Nullity (was: Pattern features for next iteration)

Brian Goetz brian.goetz at oracle.com
Thu Jan 21 18:52:39 UTC 2021


>    - New nullity behavior (including case null)

I think we can refine this item a bit, now that we've made some progress 
on guards.  There are still some mumbles of discomfort regarding the 
treatment of nulls.   We are never going to quiet those, because nulls 
are a persistent source of thorns, but I think we can add something new 
to the discussion in light of recent progress.  (But please, let's not 
just recycle old arguments.)

There are three contexts so far where we can put patterns:

  - RHS of an instanceof
  - case label of a switch
  - Nested inside a record or array pattern

Some of these have strong opinions on nulls, that might cause action to 
be taken before the pattern is even tested.  This is fine.  But we 
should be clear about which behaviors are part of the _construct_, vs 
which are part of pattern matching.  Currently:

  - instanceof always says false on null, no matter what
  - switch throws on null, except under circumstances we are defining now
  - nesting has no null opinions, but when the inner pattern requires a 
dynamic test (i.e., is not total), that pattern may have an opinion

With regard to what it means for "Pattern P to match target X whose 
static type is T", previous rounds came to a pretty solid conclusion 
that `var x` and `Object o` _must_ match null.    (So please, let's not 
reopen that unless there is something significantly new to add.)

What is missing is: when `Object o` in some context matches null, how do 
we express that we actually wanted to exclude null?  We've explored in 
the past some sort of `Object! o` type pattern, but resisted this for 
obvious stewardship reasons.  But the goal is valid: the pattern matches 
too much, and we want to refine the match.  And, this is what pattern 
composition does, so we should be looking to pattern composition to 
solve that.

Here's what is new: the treatment of guards as composable patterns.

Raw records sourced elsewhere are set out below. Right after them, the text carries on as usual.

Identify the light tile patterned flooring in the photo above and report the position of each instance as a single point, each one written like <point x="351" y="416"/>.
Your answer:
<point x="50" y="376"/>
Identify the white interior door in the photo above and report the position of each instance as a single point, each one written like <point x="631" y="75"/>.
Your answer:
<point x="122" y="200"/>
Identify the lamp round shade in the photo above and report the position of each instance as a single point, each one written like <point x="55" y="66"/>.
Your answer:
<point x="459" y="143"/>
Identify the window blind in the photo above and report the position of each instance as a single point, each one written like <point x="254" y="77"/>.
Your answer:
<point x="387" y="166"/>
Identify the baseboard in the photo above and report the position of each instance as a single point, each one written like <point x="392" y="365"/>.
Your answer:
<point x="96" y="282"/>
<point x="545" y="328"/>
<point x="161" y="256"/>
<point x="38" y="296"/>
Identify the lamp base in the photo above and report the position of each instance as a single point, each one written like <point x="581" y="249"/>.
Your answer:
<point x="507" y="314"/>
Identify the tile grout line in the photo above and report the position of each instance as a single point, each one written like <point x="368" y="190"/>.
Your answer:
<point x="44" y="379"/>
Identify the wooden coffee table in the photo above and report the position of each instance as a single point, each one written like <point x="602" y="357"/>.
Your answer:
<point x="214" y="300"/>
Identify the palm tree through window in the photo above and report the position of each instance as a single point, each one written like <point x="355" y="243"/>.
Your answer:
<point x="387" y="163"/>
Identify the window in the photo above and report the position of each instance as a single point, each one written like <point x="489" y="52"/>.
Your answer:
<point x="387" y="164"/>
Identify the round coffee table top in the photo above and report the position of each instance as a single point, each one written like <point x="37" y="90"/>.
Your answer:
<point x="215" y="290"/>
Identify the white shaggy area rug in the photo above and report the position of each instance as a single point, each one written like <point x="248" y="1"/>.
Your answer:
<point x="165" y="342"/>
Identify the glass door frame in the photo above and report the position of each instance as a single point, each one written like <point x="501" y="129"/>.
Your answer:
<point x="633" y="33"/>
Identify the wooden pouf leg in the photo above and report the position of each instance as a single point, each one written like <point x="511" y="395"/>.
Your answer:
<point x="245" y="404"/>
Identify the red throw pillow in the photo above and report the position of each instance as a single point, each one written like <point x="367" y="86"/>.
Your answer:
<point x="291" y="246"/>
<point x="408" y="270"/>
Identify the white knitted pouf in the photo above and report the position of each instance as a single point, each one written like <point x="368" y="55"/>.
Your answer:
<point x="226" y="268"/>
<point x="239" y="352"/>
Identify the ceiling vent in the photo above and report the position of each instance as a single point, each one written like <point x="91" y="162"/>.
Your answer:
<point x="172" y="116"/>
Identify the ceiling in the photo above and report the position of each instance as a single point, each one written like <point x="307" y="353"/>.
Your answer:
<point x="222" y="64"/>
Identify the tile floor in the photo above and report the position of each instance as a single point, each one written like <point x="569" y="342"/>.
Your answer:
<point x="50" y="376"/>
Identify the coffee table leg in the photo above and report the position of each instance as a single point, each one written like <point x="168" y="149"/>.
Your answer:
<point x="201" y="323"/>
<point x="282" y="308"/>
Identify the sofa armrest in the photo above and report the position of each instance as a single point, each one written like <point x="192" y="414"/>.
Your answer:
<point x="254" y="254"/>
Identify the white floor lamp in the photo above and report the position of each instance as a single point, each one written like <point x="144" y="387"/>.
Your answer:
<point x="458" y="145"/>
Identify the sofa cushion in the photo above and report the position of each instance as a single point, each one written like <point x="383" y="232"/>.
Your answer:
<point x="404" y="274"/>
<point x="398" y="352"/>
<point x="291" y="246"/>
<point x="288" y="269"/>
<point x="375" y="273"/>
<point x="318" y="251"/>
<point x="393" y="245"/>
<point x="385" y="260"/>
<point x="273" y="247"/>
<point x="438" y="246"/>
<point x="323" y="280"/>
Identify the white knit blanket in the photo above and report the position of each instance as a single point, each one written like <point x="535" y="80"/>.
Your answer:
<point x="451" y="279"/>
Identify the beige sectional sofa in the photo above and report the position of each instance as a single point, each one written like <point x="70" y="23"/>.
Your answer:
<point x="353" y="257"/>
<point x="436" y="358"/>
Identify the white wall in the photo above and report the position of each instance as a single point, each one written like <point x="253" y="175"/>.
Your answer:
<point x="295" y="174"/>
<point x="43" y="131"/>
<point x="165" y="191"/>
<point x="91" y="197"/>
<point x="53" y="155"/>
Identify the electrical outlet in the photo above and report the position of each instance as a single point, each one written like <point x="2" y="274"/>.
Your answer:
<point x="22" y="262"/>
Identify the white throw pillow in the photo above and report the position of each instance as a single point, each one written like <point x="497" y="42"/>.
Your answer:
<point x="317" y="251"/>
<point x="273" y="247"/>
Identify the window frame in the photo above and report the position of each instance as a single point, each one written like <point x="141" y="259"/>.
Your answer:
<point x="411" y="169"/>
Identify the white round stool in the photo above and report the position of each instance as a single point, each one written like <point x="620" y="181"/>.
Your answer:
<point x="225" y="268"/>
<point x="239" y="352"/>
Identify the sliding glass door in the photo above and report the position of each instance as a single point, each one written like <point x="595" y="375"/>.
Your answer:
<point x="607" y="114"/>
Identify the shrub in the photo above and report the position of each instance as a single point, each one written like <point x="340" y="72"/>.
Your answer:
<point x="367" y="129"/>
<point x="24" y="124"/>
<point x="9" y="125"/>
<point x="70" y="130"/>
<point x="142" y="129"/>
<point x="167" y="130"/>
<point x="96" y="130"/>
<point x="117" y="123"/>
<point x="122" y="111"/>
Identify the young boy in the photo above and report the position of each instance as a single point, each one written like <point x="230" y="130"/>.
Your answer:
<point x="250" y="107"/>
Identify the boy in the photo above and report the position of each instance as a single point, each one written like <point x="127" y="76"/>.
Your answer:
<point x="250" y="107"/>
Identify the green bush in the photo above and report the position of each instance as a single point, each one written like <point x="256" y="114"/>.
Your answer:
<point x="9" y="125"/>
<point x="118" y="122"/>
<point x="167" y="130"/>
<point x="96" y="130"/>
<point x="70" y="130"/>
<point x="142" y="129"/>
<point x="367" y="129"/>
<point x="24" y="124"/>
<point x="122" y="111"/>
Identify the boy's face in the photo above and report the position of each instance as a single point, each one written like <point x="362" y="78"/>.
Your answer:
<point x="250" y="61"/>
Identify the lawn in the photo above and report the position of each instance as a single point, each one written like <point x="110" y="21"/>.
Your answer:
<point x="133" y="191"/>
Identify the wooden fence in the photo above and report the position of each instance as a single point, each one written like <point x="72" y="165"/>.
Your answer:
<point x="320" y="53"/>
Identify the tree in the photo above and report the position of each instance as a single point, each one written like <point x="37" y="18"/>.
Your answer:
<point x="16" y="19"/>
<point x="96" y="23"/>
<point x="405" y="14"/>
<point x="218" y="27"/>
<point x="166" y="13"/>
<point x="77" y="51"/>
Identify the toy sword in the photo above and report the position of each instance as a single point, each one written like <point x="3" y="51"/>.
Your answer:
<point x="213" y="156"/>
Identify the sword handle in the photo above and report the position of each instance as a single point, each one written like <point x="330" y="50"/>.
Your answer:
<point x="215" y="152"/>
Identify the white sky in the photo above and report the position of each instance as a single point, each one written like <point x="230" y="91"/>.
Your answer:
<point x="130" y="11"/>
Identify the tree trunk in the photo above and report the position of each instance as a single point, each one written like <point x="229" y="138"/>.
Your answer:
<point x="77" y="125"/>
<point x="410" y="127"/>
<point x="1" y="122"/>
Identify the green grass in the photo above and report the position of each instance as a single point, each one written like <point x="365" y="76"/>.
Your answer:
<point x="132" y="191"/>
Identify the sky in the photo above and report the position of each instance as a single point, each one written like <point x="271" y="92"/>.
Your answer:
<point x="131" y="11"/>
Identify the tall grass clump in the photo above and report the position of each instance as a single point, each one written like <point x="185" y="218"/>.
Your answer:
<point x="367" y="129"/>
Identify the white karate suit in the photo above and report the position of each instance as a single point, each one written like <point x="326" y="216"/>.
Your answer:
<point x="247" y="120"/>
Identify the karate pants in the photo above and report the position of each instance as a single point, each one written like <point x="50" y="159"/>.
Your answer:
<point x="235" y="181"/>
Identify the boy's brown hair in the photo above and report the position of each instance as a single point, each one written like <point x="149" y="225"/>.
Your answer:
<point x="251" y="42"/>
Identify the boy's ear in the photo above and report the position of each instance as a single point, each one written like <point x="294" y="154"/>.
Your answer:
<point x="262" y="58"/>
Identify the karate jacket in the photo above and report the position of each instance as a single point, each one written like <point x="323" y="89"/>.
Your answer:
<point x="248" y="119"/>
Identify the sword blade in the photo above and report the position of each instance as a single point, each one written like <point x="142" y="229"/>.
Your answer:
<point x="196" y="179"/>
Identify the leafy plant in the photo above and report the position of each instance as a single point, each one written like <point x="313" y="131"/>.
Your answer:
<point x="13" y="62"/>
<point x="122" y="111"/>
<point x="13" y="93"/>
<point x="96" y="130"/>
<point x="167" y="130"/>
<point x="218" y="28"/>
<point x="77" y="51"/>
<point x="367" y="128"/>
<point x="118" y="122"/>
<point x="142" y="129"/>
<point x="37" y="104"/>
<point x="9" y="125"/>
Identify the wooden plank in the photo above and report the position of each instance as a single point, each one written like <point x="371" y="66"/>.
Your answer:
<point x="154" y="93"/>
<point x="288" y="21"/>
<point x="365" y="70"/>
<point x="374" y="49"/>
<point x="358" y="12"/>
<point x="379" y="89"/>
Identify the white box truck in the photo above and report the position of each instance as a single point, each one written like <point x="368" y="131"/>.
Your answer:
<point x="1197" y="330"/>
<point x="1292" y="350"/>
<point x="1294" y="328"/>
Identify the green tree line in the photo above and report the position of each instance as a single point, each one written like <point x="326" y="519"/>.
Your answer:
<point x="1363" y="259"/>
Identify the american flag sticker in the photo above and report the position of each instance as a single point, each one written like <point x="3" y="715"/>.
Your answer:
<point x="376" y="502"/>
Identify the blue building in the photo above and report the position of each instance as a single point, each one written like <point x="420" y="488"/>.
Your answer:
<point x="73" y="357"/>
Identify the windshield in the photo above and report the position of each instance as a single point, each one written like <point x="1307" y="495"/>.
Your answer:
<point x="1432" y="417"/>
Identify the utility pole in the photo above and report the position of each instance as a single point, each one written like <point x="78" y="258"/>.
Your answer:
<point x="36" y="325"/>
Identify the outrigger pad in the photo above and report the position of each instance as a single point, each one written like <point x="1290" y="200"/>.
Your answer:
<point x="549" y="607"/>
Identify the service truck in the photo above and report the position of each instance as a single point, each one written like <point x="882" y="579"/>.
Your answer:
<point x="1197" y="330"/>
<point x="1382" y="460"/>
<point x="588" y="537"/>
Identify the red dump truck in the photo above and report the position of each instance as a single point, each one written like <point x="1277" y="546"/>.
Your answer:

With 
that, we can write a "non-nullable" nested pattern like:

     case Foo(Object o & false(o == null)):

or

     case Foo(Object o) & false(o == null):

(depending on where the user thinks the null check is better.)  What I 
like here is that we haven't distorted the meaning of patterns to handle 
null specially, but instead are using ordinary composition mechanisms to 
allow users to filter nulls just like any other bad value.

If it turns out, that the world becomes full of such locutions, we can 
consider (in the future) adding a "null guard" pattern, `null(o)` and 
`non-null(o)`, at which point the above becomes:

     case Foo(Object o & non-null(o)):   // guard flavor

or

     case Foo(Object o & non-null()):       // targeted flavor

but we surely don't have to do that now, as this is just a trivial 
syntactic shortcut.

So, not only don't I think we have to add anything new now for handling 
nulls, or further distort the semantics of matching, but I see this as a 
dramatic validation of the guards-as-patterns strategy.  (Who knew 
composition was powerful!)


#### Special bonus nullity discussion

Separately, another possibility for switch is to slightly refine the 
null-handling of the switch _construct_ (not patterns), in a way that 
some people might find less surprising.

Problem: Switch has always been null-hostile, and pattern totality is 
subtle.  People seem very afraid (more than I think they should be, but 
fine) that the nulls will creep into the total patterns without warning.

Currently, we've defined that switch is null-hostile _unless_ there is a 
nullable case, and the two nullable cases are `case null` and `case 
<total pattern>`.  Obviously no one will be surprised to see a null 
match `case null`, but they might be surprised at the latter.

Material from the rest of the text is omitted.